Access to land – a serious challenge for Europe's farmers


Members of the European Economic and Social Committee (EESC) attended a conference with the title Access to land for farmers in the EU, organised by the European Green party and taking place on 7 December in Brussels at the EESC headquarters and at the European Parliament.

 Brendan Burns, President of the EESC NAT section, referred to his country Scotland, where 50% of the land is in the hands of only 500 people mainly living outside Scotland, which results in dying villages, deserted landscapes and a weakening economy.

Since 1999, Scotland has been trying to change this situation, facing many obstacles for instance when communities want to buy land from owners living far away from Scotland. "The situation in Scotland which has prevented the country in huge parts from sustainable rural development and societies, should be a warning example for Europe, ", said Mr. Burns when opening the conference.  

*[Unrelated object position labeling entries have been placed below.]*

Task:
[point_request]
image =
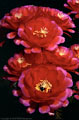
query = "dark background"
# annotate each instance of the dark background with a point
(9, 105)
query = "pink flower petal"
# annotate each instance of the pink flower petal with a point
(44, 109)
(56, 105)
(76, 97)
(65, 103)
(25, 102)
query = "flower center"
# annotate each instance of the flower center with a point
(61, 52)
(77, 1)
(20, 60)
(60, 15)
(44, 86)
(76, 48)
(18, 15)
(42, 33)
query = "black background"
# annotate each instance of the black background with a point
(9, 105)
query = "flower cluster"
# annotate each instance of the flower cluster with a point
(42, 69)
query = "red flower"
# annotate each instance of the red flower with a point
(74, 6)
(20, 62)
(32, 27)
(42, 85)
(62, 57)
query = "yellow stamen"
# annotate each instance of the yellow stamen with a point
(43, 86)
(20, 60)
(60, 15)
(42, 33)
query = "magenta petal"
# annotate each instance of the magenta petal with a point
(56, 105)
(69, 82)
(44, 109)
(36, 50)
(77, 84)
(30, 110)
(15, 93)
(25, 44)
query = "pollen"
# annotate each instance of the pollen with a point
(42, 33)
(43, 86)
(18, 15)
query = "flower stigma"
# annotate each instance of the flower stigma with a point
(42, 33)
(44, 86)
(18, 15)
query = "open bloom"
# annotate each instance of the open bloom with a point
(32, 27)
(76, 92)
(73, 5)
(47, 86)
(20, 62)
(62, 57)
(75, 49)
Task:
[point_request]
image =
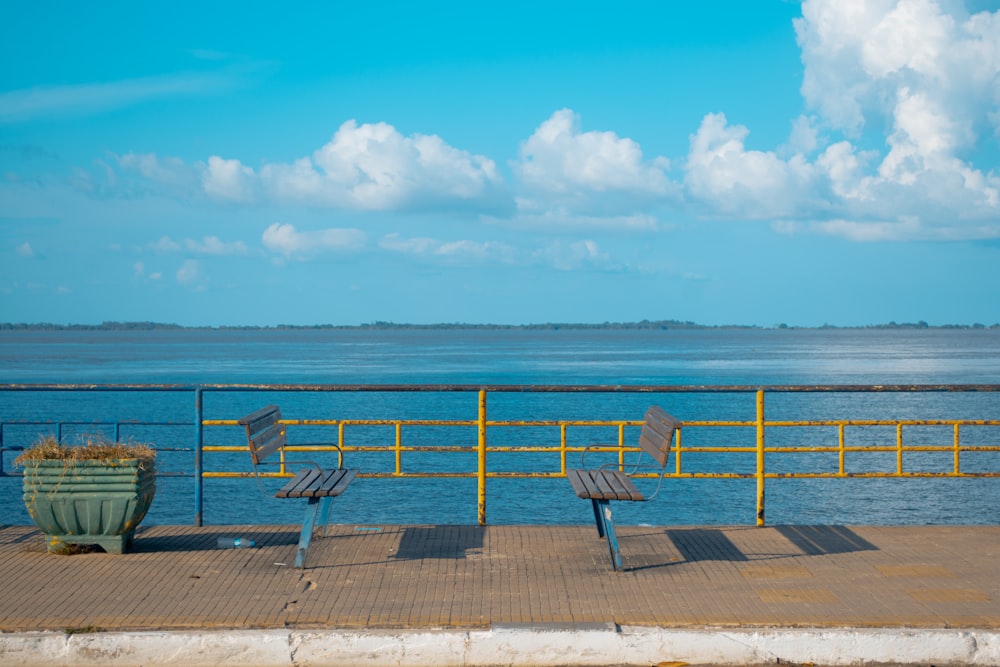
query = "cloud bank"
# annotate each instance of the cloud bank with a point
(898, 96)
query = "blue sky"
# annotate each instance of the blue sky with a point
(823, 162)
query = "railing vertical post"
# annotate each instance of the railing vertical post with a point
(482, 457)
(958, 451)
(760, 457)
(198, 442)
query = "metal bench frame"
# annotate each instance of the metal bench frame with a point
(601, 485)
(267, 435)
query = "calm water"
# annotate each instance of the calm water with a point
(711, 357)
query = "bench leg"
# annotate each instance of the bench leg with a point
(307, 529)
(597, 517)
(609, 529)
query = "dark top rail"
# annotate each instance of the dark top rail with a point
(888, 388)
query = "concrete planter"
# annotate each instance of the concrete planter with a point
(89, 502)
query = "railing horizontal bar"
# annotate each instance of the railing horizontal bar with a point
(645, 389)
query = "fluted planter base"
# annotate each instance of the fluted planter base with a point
(88, 502)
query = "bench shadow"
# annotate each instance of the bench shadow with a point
(823, 540)
(705, 544)
(712, 544)
(444, 541)
(208, 541)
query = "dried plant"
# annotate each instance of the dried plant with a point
(93, 448)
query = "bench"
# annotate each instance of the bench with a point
(265, 436)
(604, 484)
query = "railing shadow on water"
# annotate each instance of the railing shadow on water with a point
(455, 454)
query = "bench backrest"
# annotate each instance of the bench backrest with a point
(265, 435)
(658, 434)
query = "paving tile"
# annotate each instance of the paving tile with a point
(472, 576)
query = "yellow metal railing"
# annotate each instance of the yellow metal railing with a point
(761, 452)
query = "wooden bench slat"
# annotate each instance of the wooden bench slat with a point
(576, 478)
(261, 418)
(622, 486)
(267, 435)
(334, 482)
(605, 484)
(268, 442)
(301, 481)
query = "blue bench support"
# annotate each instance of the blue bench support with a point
(602, 485)
(265, 436)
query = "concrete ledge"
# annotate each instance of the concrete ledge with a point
(505, 645)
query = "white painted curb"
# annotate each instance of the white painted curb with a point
(541, 646)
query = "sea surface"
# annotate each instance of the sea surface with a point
(183, 359)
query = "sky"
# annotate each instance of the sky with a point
(721, 162)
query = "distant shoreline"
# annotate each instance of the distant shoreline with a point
(644, 325)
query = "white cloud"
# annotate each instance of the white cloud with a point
(367, 167)
(730, 179)
(189, 273)
(44, 101)
(284, 239)
(228, 179)
(209, 245)
(560, 166)
(922, 68)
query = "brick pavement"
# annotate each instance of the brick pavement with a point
(382, 576)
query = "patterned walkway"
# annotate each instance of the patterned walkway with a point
(383, 576)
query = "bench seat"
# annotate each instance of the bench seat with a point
(602, 485)
(266, 434)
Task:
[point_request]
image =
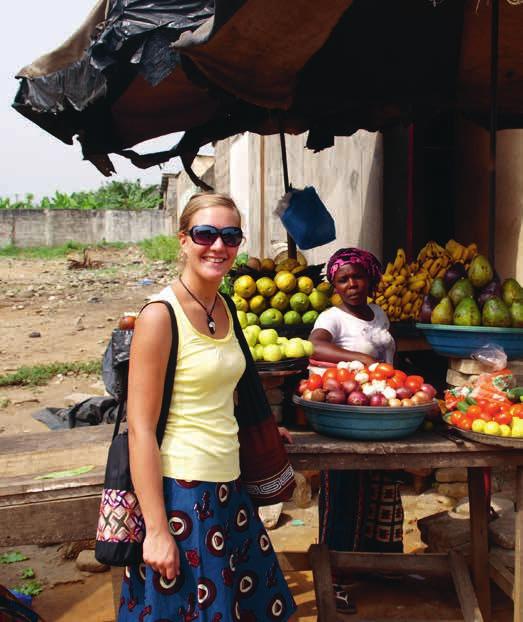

Concentrated land distribution in Europe alarming

Sylvia Kay, from the Amsterdam-based Transnational Institute (TNI), has been monitoring the situation of farming and land access in Europe for many years and has produced some alarming figures: in Europe, 3% of the farms control 52% of the land  or 11% of the big farms (over 100 ha) are controlling 75% of the European farming land.  In Bulgaria the situation is even worse, with 83.5 % of the farmland in the hands of only 2% of the farmers.

All over Europe the tendency towards big farms is increasing: in Finland large farms have increased more than fivefold a (5.5) and the farmland they control six-fold. In the Netherlands large farms have tripled.

At the same time Europe is facing a massive decline of small scale farms (up to 10 ha): of the 12 million in operation in 1995 until 2013 only 8 million have survived, which equals a 33% reduction. In Estonia the situation is even worse: in only 10 years – between 2003 and 2013 - 62% of small farms vanished.

Rural areas – a key priority of the EESC's work

The high concentration of ownership, both on the supplier and customer side, and the trend towards fewer but larger farms are causing problems in the upstream and downstream economy, cutting many jobs and hollowing out rural areas. 

The EESC has been working for a long time on solutions to improve the situation of rural areas, and has called for both support for small farmers and a more just and sustainable European CAP. The EESC is also particularly concerned about some of the consequences of the free movement of capital within the EU as enshrined in the Treaties and has called on the European Parliament and the Council to discuss whether the principle of free movement of capital should be guaranteed in respect of the alienation and acquisition of agricultural land.